# Who's made the paper



## Darkside (Aug 6, 2007)

My neighbor asked if she could call the paper. I was hesitant, but eventually said it was fine.
I was wondering who all has had articles in the paper and if you have posted somewhere.


----------



## Death Wraith (Mar 23, 2006)

Two years ago was our first time setting-up with tombstones, fog machine, lightning, etc and we had a picture on the front page. Nothing since then.

DW


----------



## trishaanne (Aug 20, 2005)

Our newspaper stopped putting in articles about human haunters and decided that the way to go was to send in pictures of your pets in costumes!  However, before they changed their policy, we were in the small local paper 3 years ago and the major newspaper 2 years ago. I was surprised how far people drove to see our stuff after seeing it in the paper.


----------



## JohnnyL (Aug 17, 2006)

Was featured on the front page of the North County Times here in San Diego county. They even had be cutout at the top by the logo. 

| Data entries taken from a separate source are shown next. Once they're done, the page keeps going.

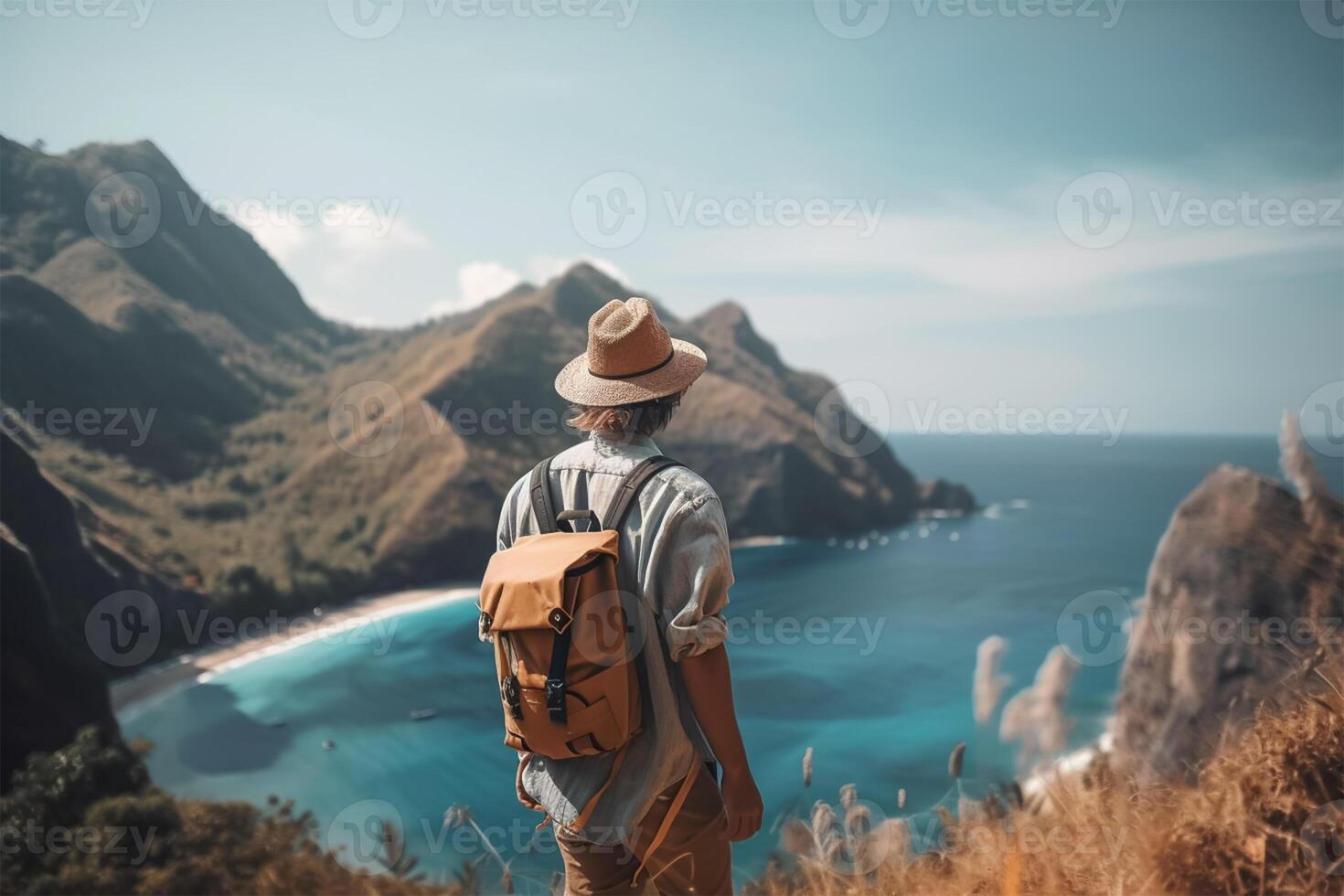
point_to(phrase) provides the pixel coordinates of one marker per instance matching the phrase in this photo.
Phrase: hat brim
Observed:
(578, 386)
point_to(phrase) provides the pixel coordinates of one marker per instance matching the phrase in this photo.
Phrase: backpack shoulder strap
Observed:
(543, 507)
(631, 485)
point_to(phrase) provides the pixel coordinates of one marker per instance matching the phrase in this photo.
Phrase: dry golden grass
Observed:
(1258, 821)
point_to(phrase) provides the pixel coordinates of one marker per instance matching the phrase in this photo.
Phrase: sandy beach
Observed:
(202, 666)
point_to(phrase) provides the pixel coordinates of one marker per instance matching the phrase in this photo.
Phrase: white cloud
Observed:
(1014, 258)
(281, 240)
(346, 237)
(477, 283)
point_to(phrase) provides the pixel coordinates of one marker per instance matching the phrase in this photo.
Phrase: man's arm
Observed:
(709, 687)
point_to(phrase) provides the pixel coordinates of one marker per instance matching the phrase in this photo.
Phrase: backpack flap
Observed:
(525, 586)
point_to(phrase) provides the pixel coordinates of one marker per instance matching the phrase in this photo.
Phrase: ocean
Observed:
(860, 647)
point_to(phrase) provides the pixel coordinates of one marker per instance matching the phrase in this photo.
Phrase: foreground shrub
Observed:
(1266, 816)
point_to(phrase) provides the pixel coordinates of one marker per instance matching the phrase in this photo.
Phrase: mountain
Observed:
(1243, 597)
(263, 457)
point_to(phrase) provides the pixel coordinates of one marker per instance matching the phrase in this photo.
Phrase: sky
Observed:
(958, 208)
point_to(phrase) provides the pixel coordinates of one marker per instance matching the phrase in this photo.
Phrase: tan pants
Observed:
(692, 859)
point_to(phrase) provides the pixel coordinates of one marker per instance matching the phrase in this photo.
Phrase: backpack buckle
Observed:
(555, 700)
(512, 696)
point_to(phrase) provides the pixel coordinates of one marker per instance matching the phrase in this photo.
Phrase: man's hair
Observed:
(643, 418)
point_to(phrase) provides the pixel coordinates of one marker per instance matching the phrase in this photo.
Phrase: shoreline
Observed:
(199, 667)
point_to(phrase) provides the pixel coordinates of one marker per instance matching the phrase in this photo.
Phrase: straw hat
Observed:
(631, 359)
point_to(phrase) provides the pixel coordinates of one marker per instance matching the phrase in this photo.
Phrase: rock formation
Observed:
(1243, 592)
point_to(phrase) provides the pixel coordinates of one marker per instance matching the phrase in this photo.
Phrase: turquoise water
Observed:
(880, 706)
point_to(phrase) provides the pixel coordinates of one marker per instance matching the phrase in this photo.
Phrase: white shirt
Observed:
(675, 558)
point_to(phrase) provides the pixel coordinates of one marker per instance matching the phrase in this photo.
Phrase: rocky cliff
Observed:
(1244, 595)
(246, 453)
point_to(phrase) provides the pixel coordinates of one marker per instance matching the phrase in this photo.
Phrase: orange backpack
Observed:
(568, 678)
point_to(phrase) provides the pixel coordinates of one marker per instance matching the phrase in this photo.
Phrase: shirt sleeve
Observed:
(691, 578)
(504, 534)
(504, 538)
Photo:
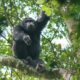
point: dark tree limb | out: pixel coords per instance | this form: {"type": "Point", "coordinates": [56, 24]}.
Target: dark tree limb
{"type": "Point", "coordinates": [18, 64]}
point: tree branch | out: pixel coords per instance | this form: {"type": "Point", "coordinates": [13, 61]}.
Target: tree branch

I'll have to some day scan that in.


----------



## Front Yard Fright (Dec 23, 2005)

We actually made our local paper here today!
I am going to be interviewed tomorrow by a major paper,
And then there is talk about us getting on the news!
This year is going to be great!
.


----------



## kevin242 (Sep 30, 2005)

I made page three of my local paper last year, I have it posted on my blog if anyone wants to read it.


----------



## Darkside (Aug 6, 2007)

Good write-up Kevin.
Front Yard Fright - How did yours go?


----------